Final answer:
Accounts Receivable - debit, Accounts Payable - credit, Dividends - debit, Wage Expense - debit, Inventory - debit, Interest Income - credit, Retained Earnings - credit
Step-by-step explanation:
a. Accounts Receivable - Normal balance is a debit. Accounts receivable represents amounts owed to a business by its customers, which is an asset. A debit entry increases accounts receivable.
b. Accounts Payable - Normal balance is a credit. Accounts payable represents amounts owed by a business to its suppliers or creditors, which is a liability. A credit entry increases accounts payable.
c. Dividends - Normal balance is a debit. Dividends are distributions of a company's profits to its shareholders, which is a reduction in retained earnings. A debit entry decreases retained earnings.
d. Wage Expense - Normal balance is a debit. Wage expense represents the cost of wages paid to employees, which is an expense. A debit entry increases wage expense.

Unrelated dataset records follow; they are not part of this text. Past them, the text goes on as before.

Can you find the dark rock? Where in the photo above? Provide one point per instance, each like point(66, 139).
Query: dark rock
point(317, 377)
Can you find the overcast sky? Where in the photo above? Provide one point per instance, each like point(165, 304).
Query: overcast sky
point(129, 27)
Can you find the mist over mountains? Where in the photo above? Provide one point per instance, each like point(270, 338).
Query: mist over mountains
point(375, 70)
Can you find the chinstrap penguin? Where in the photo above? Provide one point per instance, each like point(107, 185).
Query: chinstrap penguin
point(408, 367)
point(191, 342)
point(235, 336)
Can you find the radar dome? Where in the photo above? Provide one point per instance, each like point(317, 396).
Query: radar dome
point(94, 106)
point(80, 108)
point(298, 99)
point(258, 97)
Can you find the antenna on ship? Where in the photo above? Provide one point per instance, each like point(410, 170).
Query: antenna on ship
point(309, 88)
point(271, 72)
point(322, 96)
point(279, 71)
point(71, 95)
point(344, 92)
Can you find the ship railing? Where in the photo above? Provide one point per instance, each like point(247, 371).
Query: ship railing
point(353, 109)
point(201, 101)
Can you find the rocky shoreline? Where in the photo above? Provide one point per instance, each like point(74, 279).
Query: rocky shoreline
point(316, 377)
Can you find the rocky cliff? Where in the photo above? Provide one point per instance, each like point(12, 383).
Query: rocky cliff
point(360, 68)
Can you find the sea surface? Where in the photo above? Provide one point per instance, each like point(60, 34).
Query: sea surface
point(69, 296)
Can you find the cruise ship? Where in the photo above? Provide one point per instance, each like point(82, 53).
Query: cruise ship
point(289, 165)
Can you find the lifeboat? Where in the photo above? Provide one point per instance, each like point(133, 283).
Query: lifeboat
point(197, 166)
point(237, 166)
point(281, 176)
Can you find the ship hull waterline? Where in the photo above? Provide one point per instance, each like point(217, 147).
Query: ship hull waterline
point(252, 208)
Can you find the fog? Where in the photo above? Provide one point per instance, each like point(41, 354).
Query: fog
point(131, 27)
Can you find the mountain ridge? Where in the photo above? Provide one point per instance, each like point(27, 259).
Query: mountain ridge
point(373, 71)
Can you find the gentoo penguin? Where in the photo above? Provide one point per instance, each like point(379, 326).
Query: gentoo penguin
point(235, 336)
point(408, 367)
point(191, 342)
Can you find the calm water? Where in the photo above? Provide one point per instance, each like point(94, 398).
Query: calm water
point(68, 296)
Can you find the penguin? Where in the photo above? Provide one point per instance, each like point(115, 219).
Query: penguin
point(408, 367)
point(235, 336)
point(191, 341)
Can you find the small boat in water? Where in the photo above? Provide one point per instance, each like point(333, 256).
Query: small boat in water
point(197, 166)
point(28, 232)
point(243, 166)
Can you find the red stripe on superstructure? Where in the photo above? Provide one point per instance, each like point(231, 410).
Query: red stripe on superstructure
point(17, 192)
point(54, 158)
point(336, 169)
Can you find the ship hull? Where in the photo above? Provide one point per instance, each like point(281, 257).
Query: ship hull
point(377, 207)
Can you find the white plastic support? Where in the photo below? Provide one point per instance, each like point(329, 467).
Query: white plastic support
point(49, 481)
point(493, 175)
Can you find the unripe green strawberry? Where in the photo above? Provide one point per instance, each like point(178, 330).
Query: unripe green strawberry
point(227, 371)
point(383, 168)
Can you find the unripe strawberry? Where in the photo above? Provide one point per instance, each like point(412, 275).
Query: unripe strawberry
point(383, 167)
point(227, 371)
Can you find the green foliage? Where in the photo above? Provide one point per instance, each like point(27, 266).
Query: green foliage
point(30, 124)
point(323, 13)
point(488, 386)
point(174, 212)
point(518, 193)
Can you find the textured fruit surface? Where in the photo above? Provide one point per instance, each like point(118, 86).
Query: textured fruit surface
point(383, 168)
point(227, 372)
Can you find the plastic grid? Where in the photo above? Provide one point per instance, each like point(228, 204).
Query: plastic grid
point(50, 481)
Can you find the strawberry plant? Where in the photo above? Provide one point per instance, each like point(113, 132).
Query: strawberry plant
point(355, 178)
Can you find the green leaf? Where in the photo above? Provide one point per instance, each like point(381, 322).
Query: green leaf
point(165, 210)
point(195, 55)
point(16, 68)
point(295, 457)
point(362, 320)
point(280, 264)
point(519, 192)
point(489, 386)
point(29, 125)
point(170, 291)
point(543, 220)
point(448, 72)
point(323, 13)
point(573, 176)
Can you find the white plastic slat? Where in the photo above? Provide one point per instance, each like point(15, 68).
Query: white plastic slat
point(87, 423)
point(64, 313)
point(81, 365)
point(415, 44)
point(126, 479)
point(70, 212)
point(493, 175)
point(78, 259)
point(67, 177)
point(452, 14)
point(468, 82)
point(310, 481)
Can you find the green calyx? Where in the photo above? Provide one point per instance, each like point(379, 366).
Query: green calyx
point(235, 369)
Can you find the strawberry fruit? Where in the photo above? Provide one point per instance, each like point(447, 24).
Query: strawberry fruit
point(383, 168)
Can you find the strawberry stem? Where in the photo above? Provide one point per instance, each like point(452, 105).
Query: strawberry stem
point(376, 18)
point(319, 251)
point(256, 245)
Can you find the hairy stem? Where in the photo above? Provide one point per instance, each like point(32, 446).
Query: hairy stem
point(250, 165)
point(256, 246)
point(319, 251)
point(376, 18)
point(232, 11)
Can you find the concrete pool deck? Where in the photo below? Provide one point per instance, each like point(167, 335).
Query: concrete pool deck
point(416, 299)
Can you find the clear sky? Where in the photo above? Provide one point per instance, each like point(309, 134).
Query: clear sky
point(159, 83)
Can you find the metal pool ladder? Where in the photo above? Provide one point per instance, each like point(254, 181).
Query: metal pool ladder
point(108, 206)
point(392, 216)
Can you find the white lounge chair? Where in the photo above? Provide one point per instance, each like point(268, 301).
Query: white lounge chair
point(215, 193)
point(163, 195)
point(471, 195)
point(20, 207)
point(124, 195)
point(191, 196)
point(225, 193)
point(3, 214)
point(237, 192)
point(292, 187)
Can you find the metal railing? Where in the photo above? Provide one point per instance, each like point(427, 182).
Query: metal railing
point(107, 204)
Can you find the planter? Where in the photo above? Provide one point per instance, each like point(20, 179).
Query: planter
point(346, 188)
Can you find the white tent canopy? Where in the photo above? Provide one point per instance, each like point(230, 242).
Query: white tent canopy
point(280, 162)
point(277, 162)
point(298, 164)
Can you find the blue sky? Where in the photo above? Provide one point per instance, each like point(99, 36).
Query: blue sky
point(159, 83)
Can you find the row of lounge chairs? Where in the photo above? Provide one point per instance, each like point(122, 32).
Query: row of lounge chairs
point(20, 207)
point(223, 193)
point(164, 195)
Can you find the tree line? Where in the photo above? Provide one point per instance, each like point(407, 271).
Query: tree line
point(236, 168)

e. Inventory - Normal balance is a debit. Inventory represents goods that a company owns and intends to sell, which is an asset. A debit entry increases inventory.

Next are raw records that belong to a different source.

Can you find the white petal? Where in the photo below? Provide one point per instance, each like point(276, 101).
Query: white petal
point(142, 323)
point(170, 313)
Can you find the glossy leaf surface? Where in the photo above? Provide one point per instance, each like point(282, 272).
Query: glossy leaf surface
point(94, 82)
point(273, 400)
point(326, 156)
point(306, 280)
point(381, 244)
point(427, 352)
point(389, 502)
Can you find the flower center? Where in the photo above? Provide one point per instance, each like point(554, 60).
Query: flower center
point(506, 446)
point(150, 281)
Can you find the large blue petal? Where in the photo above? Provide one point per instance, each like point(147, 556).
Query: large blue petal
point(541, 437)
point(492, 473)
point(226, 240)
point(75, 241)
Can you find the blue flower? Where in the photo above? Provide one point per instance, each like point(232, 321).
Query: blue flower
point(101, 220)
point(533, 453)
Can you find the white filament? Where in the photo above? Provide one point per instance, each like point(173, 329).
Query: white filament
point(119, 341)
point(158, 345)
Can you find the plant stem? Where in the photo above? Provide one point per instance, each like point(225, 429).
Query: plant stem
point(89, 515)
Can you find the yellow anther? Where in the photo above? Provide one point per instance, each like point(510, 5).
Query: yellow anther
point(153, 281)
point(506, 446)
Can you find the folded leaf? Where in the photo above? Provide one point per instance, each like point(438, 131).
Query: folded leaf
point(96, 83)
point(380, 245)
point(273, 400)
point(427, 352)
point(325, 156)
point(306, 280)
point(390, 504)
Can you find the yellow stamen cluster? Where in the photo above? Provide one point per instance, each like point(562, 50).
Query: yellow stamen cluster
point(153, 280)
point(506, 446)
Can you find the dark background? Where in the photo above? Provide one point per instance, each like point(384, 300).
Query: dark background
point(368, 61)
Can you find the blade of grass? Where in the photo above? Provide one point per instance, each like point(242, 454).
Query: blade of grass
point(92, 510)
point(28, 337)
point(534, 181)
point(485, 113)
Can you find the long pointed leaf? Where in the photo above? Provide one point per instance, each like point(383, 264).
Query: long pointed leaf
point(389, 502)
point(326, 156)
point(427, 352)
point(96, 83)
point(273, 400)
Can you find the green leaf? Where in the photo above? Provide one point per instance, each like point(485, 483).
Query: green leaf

f. Interest Income - Normal balance is a credit. Interest income represents the money earned from interest on loans or investments, which is revenue. A credit entry increases interest income.
g. Retained Earnings - Normal balance is a credit. Retained earnings represents the accumulated profits of a company that are reinvested in the business, which is part of shareholders' equity. A credit entry increases retained earnings.